Mark, Platt, all,

Thanks for that explication of Emergentism Mark,  very interesting.

Platt, even though the given theories of Emergentism are incomplete as you
point out, I can see a certain usefulness to the MoQ in their empirical
demonstration of the existence of the levels.  Which does lead next to the
question Why?  Which answer then puts us firmly in the MoQ.

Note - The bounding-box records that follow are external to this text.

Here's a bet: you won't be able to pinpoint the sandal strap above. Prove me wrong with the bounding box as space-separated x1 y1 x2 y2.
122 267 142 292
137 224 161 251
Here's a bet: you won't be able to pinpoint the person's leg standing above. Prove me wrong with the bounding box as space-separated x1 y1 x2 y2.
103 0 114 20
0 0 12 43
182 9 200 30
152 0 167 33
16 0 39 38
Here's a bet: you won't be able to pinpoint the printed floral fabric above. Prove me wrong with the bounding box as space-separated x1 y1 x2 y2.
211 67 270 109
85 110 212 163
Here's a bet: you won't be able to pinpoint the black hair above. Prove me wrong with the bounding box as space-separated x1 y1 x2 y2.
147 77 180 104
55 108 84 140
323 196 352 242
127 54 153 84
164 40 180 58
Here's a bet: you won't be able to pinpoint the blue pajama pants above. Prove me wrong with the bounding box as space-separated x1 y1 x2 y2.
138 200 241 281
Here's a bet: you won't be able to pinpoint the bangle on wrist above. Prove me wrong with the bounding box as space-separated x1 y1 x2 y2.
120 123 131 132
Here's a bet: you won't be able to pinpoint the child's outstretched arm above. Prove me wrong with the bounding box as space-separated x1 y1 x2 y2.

Emergentism, another methodology but not quite a metaphysics.


John


On Tue, Nov 17, 2009 at 7:02 AM, <[email protected]> wrote:

> Hi Mark, All
>
> Emergentism, whether British or Hungarian, suffers from a fatal flaw. It
> is entirely bereft of scientific explanation because it fails to identify
> deterministic causes or "mechanisms" for the phenomenon in question.
> To say that this or that property "emerges" is to say nothing more than
> from A comes B. It is a description, not an explanation. Or, if posited as
> an explanation it amounts to "Oops."
>
> Emergentism is associated with chaos and system theories which deny
> anything like Dynamic Quality influencing (or having influenced)
> innovations. So to use the term with the MOQ is likely to be misleading.
>
> Regards,
> Platt
>
>
>
>
>
>
> On 16 Nov 2009 at 22:40, markhsmit wrote:
>
> >
> > Hi,
> > I was caught up in the concept of emergence, so I turned to the
> > Stanford Encyclopedia of Philosophy (http://plato.stanford.edu).
> > I got stuck reading about British Emergentism.  This has probably
> > already been discussed before in this forum because it appears to
> > be similar to MoQ, in some ways.  Take the following two summary
> > paragraphs (some parts removed):
> >
> > 1.4 Summary of British Emergentism
> >
> > Let us sum up our discussion of the British Emergentists. Common to all
> these theorists is a layered view of nature. The world is divided into
> discrete strata, with fundamental physics as the base level, followed by
> chemistry, biology, and psychology (and possibly sociology). To each level
> corresponds a special science, and the levels are arranged in terms of
> increasing organizational complexity of matter, the bottom level being the
> limiting case investigated by the fundamental science of physics.
> >
> > Crucial to an account of emergence, however, is a view concerning
> the relationship of such levels. On this score, we find that there are, in
> fact, two rather different pictures of emergence, one represented by Mill
> and Broad, and the other represented by Alexander. For Mill and Broad,
> emergence involves the appearance of primitive high-level causal
> interactions that are additional to those of the more fundamental levels.
> Alexander, by contrast, is committed only to the appearance of novel
> qualities and associated, high-level causal patterns which cannot be
> directly expressed in terms of the more fundamental entities and principles.
> But these patterns do not supplement, much less supersede, the fundamental
> interactions. Rather, they are macroscopic patterns running through those
> very microscopic interactions. Emergent qualities are something truly new
> under the sun, but the world's fundamental dynamics remain unchanged.
> >
> > http://plato.stanford.edu/entries/properties-emergent/
> >
> > Does Pirsig discuss this philosophy?